Which has higher memory bandwidth?▾
MI300X bandwidth reaches 5300 GB/s with HBM3, compared to A16's 231 GB/s GDDR6. This supports larger batches in deep learning.
What are their TDP ratings?▾
A16 consumes 250W TDP in PCIe form factor. MI300X requires 750W TDP in OAM with advanced interconnects.
Is MI300X better for LLM training?▾
Yes, MI300X's 192 GB VRAM and 1307 TFLOPS FP16 outperform A16's 16 GB and 4.5 TFLOPS for large-scale LLM training.

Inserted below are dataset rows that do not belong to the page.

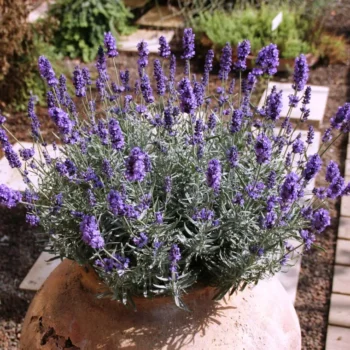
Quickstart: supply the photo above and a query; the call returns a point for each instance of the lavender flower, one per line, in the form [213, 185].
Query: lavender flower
[160, 78]
[110, 45]
[91, 234]
[267, 60]
[236, 121]
[137, 164]
[320, 220]
[290, 188]
[142, 48]
[263, 149]
[46, 71]
[312, 167]
[141, 240]
[214, 174]
[225, 62]
[164, 48]
[115, 134]
[9, 197]
[232, 156]
[188, 44]
[243, 50]
[79, 82]
[208, 66]
[301, 73]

Which is cheaper to rent, the A16 or the MI300X?▾
Cloud rental prices for both the A16 and MI300X vary by provider, configuration, and availability. This page shows live pricing from 25+ providers updated every 60 seconds. Scroll to the Live Cloud Pricing section to compare current rates.
How much VRAM does the A16 have compared to the MI300X?▾
The A16 has 16 GB of GDDR6 memory. The MI300X has 192 GB of HBM3 memory.
Can I find A16 and MI300X GPUs available to rent right now?▾
Yes. This page shows real-time availability across 25+ cloud GPU providers. The Live Cloud Pricing section displays only in-stock offers with current pricing.
What is the main difference between the A16 and the MI300X?▾
The A16 uses the Ampere architecture (2021) while the MI300X uses CDNA 3 (2023). The MI300X delivers 290.4x the FP16 throughput and 22.9x the memory bandwidth of the A16.